相原:一点補足しますと、アフラックはすべての異動をジョブ・ポスティングで実施しようと考えているわけではありません。例えば、若手のうちは会社のコアビジネスを理解し、自身の適性を見極められるよう、あえて会社主導で部門をまたぐ異動を実施する方針を打ち出しています。一方で、ITやアクチュアリー(保険数理)といった専門性の高い領域においては、若手も含めその領域で専門性を伸ばしてもらうようにしています。そういった意味では、いわゆる「メンバーシップ型雇用」と、「ジョブ型雇用」のいいとこ取りをさせてもらっている認識です。ですから、社内でも「ジョブ型」という言葉はあえて使わないようにしています。
アフラックの変革のきっかけとなった「危機意識」
これまでも様々な施策を実施されてきていますが、それに満足することなくさらなる高みを目指しているように感じます。アフラックさんがさらなる高みを目指す原動力はなんでしょうか。
相原:一言でいえば、「危機意識」があるからではないでしょうか。多くのお客様の負託や信頼に応え続けていくために、当社は成長し社会やお客様に価値を提供し続けなければならないと考えています。社会環境や当社のビジネス環境が激しく変化する中で、機動的かつ柔軟な業務運営を通じ価値を創出していくためには、「人財」が重要です。会社の戦略を考えるのも実行するのも「人財」ですから。

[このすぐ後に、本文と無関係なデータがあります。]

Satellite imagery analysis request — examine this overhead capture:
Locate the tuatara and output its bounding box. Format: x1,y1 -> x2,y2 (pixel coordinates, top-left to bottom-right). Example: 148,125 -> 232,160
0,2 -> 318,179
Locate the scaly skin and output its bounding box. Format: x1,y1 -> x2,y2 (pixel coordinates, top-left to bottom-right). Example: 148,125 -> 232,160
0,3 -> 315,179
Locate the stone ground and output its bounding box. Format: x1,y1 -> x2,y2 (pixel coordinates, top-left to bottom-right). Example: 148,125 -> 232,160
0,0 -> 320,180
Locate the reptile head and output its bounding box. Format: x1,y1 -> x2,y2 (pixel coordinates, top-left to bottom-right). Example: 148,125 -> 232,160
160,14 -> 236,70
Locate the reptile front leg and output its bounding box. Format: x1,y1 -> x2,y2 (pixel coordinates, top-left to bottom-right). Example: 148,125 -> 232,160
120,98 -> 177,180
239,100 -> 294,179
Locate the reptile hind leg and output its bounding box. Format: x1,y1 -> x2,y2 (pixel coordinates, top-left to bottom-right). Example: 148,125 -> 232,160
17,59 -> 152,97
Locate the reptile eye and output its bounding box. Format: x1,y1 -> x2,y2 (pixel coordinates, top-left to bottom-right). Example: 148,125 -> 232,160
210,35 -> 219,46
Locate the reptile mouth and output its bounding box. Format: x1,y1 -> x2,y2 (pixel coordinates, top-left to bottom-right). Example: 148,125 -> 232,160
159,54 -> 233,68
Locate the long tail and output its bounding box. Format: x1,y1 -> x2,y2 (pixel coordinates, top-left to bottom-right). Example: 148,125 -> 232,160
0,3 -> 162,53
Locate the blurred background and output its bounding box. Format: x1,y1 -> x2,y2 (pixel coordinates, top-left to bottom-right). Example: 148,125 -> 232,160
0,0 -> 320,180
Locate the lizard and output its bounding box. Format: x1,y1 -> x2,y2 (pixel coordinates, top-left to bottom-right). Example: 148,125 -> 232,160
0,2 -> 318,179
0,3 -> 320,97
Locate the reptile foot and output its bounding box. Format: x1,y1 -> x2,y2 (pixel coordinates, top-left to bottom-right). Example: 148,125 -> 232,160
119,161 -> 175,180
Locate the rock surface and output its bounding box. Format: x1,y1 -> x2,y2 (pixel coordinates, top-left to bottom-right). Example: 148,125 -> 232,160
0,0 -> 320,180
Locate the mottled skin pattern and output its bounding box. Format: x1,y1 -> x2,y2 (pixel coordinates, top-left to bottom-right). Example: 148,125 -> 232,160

例えば先ほどからお話している新しい人財マネジメント制度の導入も、こうした危機意識をきっかけとしています。昔の人事制度はいわゆる職能等級制度で、「そろそろ昇格の時期だね」といったようにどこか年功的な運用が行われていました。本人の意欲や能力ではなく、社歴や年齢等で社員を判断している状態で、人財一人ひとりの力を最大限引き出し、世の中の早いスピードに対応できるのか。そうした意識を払しょくするため、新しい人財マネジメント制度では社歴や年齢、性別に関係なく、意欲と能力のある人財がチャンスを得ることができる仕組みとしています。
主体的なキャリア形成支援を通じて一人ひとりの力を引き出すための取り組みに、終わりはないと考えています。これからもPDCAを回しながら、さらに取り組みを進めていきたいですね。
本日お話しいただいている、佐柳さんも相原さんも新卒からアフラックさんにいらっしゃいます。うがった質問ですが、社員の主体的なキャリア形成の意欲がこれほどまでに高いのは、アフラックさんが新卒至上主義だからでしょうか。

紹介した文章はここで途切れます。